Posted by: kwflatbed

By Adam Sichko , St. Louis Post-Dispatch


WASHINGTON — Mario Claiborne faced a likely prison sentence of 37 to 46 months as he stood before a U.S. District Court judge in March 2005.
That was the recommended range for a prison term under federal sentencing guidelines. But Judge Carol E. Jackson chose to knock nearly two years off the prison term for the 21-year-old St. Louis resident, who had pleaded guilty to two cocaine-related offenses.
Claiborne's case now sits before the Supreme Court, which will answer a central question: How does a judge adequately justify a sentence that's well outside the prison term recommended by federal guidelines?
The court agreed last week to hear Claiborne's case, along with a similar case from North Carolina. That case raises the question of how much weight should be given to the advisory guidelines and whether a sentence within the suggested range can automatically be presumed "reasonable."

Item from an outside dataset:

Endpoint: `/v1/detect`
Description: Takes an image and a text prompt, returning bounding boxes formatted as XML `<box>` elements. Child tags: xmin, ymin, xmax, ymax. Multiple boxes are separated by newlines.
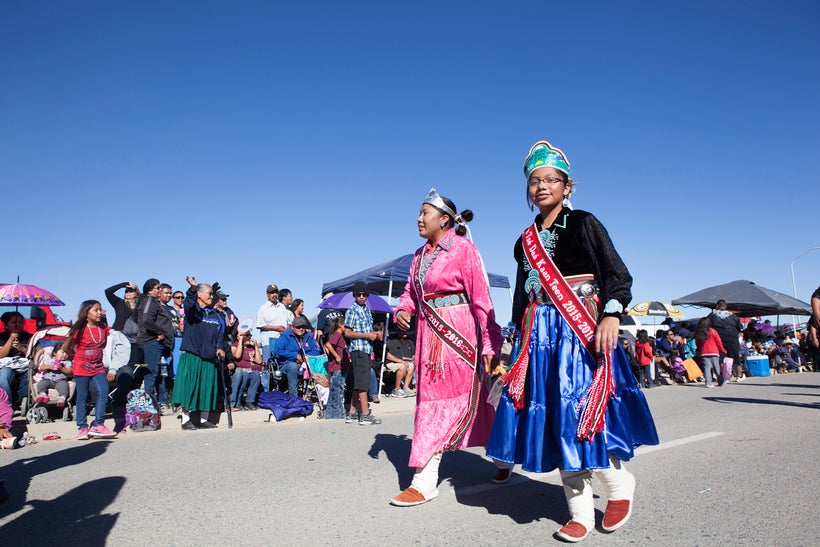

Lower courts have divided over those issues since the court decided last year to make the guidelines advisory, not mandatory. While district courts were no longer bound by those guidelines, they were still required to take them into account.
In the 2005 opinion, issued before Claiborne was sentenced, the 5-4 Supreme Court majority said it hoped the changes would help "avoid excessive sentencing disparities" while maintaining a level of flexibility. But two justices in that majority, swing vote Sandra Day O'Connor and then-Chief Justice William Rehnquist, are no longer on the court.
Now, the court will re-examine that decision for the first time and seek to clarify whether a presumption of "reasonableness" given to sentencing guidelines actually implies that they're more "mandatory" than "advisory."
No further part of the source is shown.